Fiduciary Services
The use of a fiduciary contract can be helpful in many contexts including equity investment, wealth management, succession planning and the management of guarantees.
Luxembourg law defines the fiduciary contract as an agreement whereby the settlor (or fiduciant) agrees with the fiduciary (or fiduciaire) that the latter will become the owner of certain fiduciary assets (the fiduciary estate or patrimoine fiduciaire) under agreed conditions.
Thus, the Luxembourg fiduciary agreement is a contract requiring at least two parties. The establishment of a fiducie by unilateral action is not permitted, differentiating it from the Anglo-saxon trust which exists in many countries with a common law legal system.
The key factor for establishing a fiduciary agreement is the transfer of ownership of goods to the fiduciary. The latter will then take on the obligations defined by the contracting parties. These obligations comprise the fiduciary mission, which includes clear instructions on what the fiduciary must do with the entrusted assets.
These entrusted assets (the fiduciary estate) are clearly and strictly separated from the fiduciary’s personal wealth.
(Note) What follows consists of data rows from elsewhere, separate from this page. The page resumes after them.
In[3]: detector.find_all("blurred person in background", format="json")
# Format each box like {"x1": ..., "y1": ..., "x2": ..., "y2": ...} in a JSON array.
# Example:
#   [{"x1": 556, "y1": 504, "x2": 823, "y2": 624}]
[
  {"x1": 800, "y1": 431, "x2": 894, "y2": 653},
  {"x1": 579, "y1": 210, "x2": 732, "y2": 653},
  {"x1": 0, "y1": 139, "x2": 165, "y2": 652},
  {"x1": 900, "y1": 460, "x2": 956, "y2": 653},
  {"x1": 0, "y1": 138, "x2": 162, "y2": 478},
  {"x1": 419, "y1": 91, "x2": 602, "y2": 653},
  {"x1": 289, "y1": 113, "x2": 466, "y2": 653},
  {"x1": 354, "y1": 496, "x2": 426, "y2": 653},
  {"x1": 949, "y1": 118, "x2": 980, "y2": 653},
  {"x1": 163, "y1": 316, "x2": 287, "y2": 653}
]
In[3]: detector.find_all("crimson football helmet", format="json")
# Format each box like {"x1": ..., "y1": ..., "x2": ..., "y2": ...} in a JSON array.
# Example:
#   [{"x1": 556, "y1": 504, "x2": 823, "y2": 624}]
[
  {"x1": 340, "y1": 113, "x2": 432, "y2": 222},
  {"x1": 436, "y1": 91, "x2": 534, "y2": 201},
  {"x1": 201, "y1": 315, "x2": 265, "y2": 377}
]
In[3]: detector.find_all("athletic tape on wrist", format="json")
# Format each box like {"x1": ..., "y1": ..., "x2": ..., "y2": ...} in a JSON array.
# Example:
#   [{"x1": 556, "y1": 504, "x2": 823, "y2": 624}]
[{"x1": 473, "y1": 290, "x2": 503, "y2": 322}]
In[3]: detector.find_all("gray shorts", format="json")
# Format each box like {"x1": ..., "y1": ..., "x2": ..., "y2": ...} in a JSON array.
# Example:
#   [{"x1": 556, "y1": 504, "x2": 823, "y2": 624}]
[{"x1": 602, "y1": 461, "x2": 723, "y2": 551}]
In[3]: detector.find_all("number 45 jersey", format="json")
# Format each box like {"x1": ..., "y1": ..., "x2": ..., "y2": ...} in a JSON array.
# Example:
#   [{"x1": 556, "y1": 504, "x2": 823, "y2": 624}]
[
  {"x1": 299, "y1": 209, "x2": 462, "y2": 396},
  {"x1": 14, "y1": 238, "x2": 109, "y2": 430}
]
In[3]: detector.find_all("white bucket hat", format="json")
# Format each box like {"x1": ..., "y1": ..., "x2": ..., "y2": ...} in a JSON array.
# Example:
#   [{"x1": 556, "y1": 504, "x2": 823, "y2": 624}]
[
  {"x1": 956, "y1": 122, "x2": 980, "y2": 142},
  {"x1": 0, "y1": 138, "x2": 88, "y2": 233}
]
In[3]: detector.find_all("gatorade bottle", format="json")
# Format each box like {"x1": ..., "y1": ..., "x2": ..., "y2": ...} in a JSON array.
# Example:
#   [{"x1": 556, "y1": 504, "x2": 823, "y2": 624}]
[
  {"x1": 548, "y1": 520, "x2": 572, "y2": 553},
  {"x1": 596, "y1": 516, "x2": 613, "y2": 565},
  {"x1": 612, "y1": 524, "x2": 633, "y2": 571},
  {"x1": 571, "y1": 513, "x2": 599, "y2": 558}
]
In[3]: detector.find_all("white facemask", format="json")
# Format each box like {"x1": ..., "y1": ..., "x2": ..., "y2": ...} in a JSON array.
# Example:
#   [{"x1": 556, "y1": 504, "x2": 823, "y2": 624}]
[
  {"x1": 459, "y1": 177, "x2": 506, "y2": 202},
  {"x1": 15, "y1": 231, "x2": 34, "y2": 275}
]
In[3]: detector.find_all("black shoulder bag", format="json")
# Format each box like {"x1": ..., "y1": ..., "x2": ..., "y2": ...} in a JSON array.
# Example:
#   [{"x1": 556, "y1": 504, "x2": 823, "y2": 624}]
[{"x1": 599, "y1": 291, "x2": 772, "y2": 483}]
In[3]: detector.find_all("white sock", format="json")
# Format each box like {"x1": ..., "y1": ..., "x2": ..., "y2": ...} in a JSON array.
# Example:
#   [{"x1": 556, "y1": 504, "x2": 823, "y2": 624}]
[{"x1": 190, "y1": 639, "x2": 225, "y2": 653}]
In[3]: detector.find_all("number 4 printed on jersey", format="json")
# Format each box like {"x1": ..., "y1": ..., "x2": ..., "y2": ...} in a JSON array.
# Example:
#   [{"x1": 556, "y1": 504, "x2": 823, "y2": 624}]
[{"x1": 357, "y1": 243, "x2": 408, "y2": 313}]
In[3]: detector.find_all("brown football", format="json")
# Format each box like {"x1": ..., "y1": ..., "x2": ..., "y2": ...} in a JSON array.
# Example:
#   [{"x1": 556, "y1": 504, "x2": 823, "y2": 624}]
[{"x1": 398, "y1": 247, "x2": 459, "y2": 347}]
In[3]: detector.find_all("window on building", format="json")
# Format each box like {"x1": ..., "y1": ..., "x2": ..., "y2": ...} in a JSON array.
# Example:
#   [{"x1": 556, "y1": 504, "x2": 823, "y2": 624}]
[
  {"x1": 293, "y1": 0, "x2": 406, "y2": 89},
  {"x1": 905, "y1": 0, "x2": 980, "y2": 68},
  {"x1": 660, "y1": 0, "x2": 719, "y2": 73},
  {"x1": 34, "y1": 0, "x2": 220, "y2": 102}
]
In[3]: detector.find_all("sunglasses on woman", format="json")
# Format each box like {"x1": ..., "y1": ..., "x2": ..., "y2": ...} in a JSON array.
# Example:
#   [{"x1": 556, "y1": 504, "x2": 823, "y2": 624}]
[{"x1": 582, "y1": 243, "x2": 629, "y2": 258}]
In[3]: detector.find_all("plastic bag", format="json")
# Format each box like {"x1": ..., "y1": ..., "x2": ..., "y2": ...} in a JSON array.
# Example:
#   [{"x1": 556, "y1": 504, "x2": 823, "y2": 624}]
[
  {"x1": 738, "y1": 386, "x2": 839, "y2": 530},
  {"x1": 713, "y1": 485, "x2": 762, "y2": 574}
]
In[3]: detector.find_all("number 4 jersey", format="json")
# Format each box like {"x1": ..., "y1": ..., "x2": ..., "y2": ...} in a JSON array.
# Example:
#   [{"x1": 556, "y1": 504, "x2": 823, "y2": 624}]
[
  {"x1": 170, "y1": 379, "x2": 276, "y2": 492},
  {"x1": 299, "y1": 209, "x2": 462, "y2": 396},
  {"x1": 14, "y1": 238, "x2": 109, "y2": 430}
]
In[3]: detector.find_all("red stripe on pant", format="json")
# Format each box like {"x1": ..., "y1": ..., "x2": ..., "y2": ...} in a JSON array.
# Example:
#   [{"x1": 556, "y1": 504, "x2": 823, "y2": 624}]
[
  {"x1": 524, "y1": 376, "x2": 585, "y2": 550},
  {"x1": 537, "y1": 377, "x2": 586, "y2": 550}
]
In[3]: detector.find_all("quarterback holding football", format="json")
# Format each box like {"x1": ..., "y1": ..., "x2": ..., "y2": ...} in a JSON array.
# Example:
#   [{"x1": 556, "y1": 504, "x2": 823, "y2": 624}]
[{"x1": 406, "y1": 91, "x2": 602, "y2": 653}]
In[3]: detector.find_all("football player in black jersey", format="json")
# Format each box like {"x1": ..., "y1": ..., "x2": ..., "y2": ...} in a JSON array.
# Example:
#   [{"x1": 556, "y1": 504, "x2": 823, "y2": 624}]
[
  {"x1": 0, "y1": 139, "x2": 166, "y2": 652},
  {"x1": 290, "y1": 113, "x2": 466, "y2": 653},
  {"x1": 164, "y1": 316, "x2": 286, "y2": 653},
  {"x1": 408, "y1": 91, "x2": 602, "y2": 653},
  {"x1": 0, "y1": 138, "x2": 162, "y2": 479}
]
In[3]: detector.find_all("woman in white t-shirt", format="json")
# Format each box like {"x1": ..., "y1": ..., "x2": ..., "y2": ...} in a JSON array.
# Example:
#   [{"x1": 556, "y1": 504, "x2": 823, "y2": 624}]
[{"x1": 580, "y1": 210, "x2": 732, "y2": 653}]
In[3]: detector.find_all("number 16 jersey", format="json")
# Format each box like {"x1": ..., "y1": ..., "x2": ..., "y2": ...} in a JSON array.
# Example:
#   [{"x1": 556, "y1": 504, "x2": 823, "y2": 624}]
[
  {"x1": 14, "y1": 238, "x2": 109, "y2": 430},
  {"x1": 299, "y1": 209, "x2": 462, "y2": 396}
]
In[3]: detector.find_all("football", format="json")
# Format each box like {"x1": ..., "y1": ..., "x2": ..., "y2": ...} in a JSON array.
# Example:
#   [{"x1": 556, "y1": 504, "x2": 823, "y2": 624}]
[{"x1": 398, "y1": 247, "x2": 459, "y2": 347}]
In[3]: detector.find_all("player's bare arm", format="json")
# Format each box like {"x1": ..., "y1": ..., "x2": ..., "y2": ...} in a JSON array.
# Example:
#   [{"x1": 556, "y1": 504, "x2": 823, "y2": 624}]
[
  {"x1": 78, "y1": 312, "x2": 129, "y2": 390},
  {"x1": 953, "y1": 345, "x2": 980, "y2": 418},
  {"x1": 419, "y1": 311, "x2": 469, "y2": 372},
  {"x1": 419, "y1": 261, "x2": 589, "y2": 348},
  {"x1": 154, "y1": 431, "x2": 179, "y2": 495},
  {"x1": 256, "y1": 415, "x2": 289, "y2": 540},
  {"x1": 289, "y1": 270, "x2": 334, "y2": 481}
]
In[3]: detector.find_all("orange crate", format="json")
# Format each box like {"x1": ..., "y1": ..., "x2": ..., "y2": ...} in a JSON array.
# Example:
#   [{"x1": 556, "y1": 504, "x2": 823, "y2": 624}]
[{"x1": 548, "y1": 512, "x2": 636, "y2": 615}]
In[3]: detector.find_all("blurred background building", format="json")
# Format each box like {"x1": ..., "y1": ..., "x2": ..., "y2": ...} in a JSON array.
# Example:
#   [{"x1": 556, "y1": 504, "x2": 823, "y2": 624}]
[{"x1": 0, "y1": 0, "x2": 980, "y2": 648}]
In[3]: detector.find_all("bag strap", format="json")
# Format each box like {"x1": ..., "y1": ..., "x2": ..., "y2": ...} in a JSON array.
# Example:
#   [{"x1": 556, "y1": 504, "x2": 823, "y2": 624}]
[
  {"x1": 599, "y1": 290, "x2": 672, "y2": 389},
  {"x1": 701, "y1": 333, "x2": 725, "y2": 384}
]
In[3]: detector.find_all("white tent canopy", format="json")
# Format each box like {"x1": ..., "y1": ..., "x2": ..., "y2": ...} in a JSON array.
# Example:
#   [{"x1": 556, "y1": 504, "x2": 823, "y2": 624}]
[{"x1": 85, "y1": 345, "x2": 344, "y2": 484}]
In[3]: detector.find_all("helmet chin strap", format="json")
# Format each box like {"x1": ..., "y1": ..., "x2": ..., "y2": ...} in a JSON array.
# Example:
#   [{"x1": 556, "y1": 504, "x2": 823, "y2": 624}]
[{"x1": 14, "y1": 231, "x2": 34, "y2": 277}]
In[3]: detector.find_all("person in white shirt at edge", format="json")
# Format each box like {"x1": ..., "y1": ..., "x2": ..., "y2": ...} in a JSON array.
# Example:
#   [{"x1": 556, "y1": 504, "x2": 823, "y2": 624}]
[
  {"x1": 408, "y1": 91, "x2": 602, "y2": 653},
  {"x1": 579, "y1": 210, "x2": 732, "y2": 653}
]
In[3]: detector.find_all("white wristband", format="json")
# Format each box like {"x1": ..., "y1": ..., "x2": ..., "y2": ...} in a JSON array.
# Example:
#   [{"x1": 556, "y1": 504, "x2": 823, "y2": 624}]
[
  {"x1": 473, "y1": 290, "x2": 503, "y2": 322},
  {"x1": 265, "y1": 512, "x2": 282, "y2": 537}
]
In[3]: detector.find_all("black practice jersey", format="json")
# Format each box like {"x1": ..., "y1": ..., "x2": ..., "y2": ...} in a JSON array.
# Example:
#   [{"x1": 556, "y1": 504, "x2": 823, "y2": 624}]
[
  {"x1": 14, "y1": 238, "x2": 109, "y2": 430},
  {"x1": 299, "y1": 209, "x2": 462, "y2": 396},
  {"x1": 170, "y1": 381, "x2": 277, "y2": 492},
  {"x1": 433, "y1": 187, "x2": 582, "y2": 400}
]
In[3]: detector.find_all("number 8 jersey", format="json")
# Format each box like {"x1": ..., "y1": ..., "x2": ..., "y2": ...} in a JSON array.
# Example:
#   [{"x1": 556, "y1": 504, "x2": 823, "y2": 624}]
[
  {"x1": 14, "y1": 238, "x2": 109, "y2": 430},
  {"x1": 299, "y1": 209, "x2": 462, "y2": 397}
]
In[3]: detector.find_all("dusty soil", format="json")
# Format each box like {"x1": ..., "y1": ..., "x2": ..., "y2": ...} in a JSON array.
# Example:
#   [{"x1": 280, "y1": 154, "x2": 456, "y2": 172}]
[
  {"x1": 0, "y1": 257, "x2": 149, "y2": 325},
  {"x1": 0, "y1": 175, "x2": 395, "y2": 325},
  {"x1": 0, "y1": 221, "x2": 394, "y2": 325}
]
For each fiduciary agreement, a separate fiduciary estate is created, separated both from the fiduciary’s personal wealth and any other fiduciary estates that have been entrusted to him.
Luxembourg law on trusts and fiduciary agreements only applies to fiduciary contracts where the fiduciary is a credit institution, an asset management company, an investment company with variable or fixed capital (SICAV or SICAF), a securitisation company, the management company of a common investment fund (fonds commun de placement) or a securitisation fund, a pension fund, an insurance or reinsurance company or a public institution of national or international character operating in the financial sector.
This does not preclude the creation of fiduciary agreements with other actors. However, establishing a fiduciary contract outside the field of application of the relevant law has the consequence that these contracts will not be governed by its rules, such as the obligatory separation of fiduciary assets from the personal wealth of the fiduciary and the protection that this separation affords in the case of the fiduciary going bankrupt.